On Wednesday, SanDisk Corporation (NASDAQ:SNDK) posted financial results from its second quarter, which overall topped the market consensus, and resultantly took the shares of the company higher by 2.15%, during the day. However, its shares decreased in the after-market trading, posting a decline of more than 9%.
Fox Business reported that SanDisk Corporation (NASDAQ:SNDK) recorded earnings per share of $1.41 on net income of $274 million and revenues of $1.63 billion, as against the Wall Steet expectations of $1.39 earnings per share on revenue of $1.60 billion. In percentage terms, the revenues of the company rose by 11% year-over-year, while it grew 8% sequentially. The company’s earnings per share in the second quarter of 2013 were at $262 million or $1.06 per share. In its official press release, President and CEO of SanDisk Corporation (NASDAQ:SNDK), Sanjay Mehrotra said, “We are pleased to deliver record second quarter revenue in both enterprise and client SSDs, as well as retail products.”

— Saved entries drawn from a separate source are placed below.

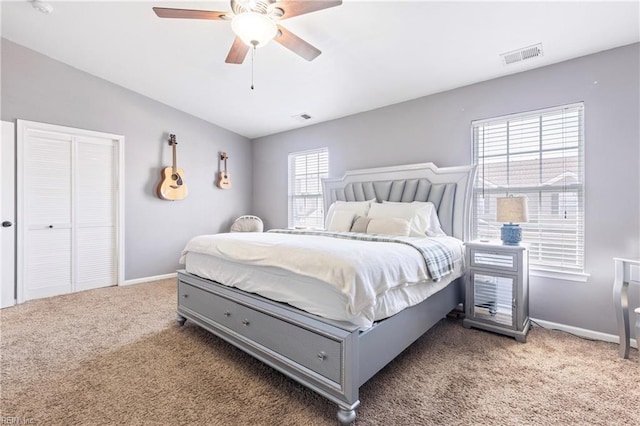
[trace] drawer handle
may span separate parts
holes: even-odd
[[[189,295],[187,293],[185,293],[185,294],[182,295],[182,297],[184,297],[186,299],[187,297],[189,297]]]
[[[327,358],[327,354],[325,354],[324,352],[318,353],[318,359],[320,361],[324,361],[326,358]]]
[[[231,315],[231,312],[229,312],[229,311],[225,311],[225,313],[224,313],[224,316],[225,316],[225,317],[229,317],[230,315]]]
[[[244,325],[245,327],[249,326],[249,320],[248,319],[243,319],[242,320],[242,325]]]

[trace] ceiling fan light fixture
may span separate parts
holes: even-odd
[[[233,17],[231,29],[248,46],[262,47],[278,33],[278,26],[267,15],[245,12]]]
[[[31,6],[45,15],[50,15],[53,12],[53,6],[41,0],[31,0]]]

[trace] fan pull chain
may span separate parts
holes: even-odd
[[[253,45],[253,49],[251,49],[251,90],[253,90],[253,63],[256,57],[256,45]]]

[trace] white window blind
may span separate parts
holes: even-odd
[[[329,176],[329,150],[289,154],[289,227],[324,227],[322,180]]]
[[[496,198],[525,195],[520,224],[532,267],[584,269],[584,107],[572,104],[472,123],[475,238],[500,237]]]

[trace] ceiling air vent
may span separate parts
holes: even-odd
[[[303,112],[301,114],[296,114],[296,115],[293,116],[293,118],[295,118],[298,121],[311,120],[311,116],[309,114],[307,114],[306,112]]]
[[[538,43],[534,46],[525,47],[523,49],[514,50],[500,55],[500,57],[502,58],[502,63],[504,65],[513,64],[514,62],[526,61],[527,59],[537,58],[538,56],[542,56],[542,43]]]

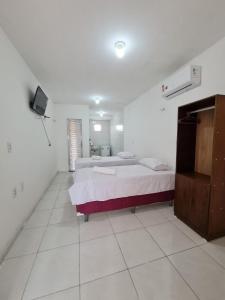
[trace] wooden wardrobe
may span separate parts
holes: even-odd
[[[207,240],[225,235],[225,96],[178,109],[174,210]]]

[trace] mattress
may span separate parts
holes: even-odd
[[[122,165],[135,165],[138,161],[136,158],[121,158],[119,156],[102,156],[101,159],[95,160],[91,157],[78,158],[75,161],[75,169],[91,168],[91,167],[109,167]]]
[[[77,170],[69,189],[73,205],[174,190],[174,171],[153,171],[142,165],[114,166],[116,175]]]

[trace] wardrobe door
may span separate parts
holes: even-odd
[[[210,237],[225,235],[225,98],[216,97]]]
[[[213,186],[211,195],[209,234],[217,238],[225,235],[225,186]]]
[[[190,201],[192,198],[192,178],[177,174],[174,210],[175,215],[181,220],[189,220]]]
[[[202,235],[208,232],[210,184],[198,179],[193,181],[190,201],[189,221],[192,227]]]

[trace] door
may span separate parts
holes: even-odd
[[[192,197],[192,178],[181,174],[176,175],[175,215],[181,220],[189,219],[190,201]]]
[[[68,161],[69,171],[75,171],[75,161],[83,156],[82,150],[82,120],[69,119],[67,124],[68,134]]]
[[[210,184],[193,181],[189,220],[193,228],[202,235],[208,231]]]

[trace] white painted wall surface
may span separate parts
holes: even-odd
[[[124,132],[118,131],[116,125],[123,125],[123,112],[116,112],[111,119],[111,145],[112,155],[123,151],[124,148]]]
[[[225,38],[188,64],[202,66],[202,85],[171,100],[161,97],[161,84],[125,108],[125,150],[154,156],[175,167],[177,108],[214,94],[225,94]],[[165,111],[160,109],[165,107]]]
[[[0,28],[0,260],[56,173],[53,119],[29,109],[38,81]],[[49,100],[47,114],[53,116]],[[12,153],[7,143],[12,144]],[[24,191],[21,184],[24,183]],[[13,189],[17,197],[13,198]]]
[[[83,156],[89,157],[88,105],[55,104],[57,161],[59,171],[68,171],[67,120],[82,120]]]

“SSD solutions comprised 29 percent of our second quarter revenue, compared to 16 percent in the year ago quarter, demonstrating strong progress in driving our strategic priorities. Our results position us well to deliver another record year in 2014,” he added.
Alongside this, the company also stated in a separate press release that the waiting period with respect to its proposed acquisition of Fusion-io, Inc. (NYSE:FIO) has come to an end, thereby, allowing it to go forward to signing a definitive agreement so as to conclude the $1.1 billion, net of cash, take over.
In the meanwhile, SanDisk Corporation (NASDAQ:SNDK) also announced a dividend to the tune of $0.30 per share, which is payable on August 25, 2015 to the shareholders appearing on the record as on August 4, 2014. Thus, it could be summed up that SanDisk has been successfully able to beat the market in both earnings and dividends this time.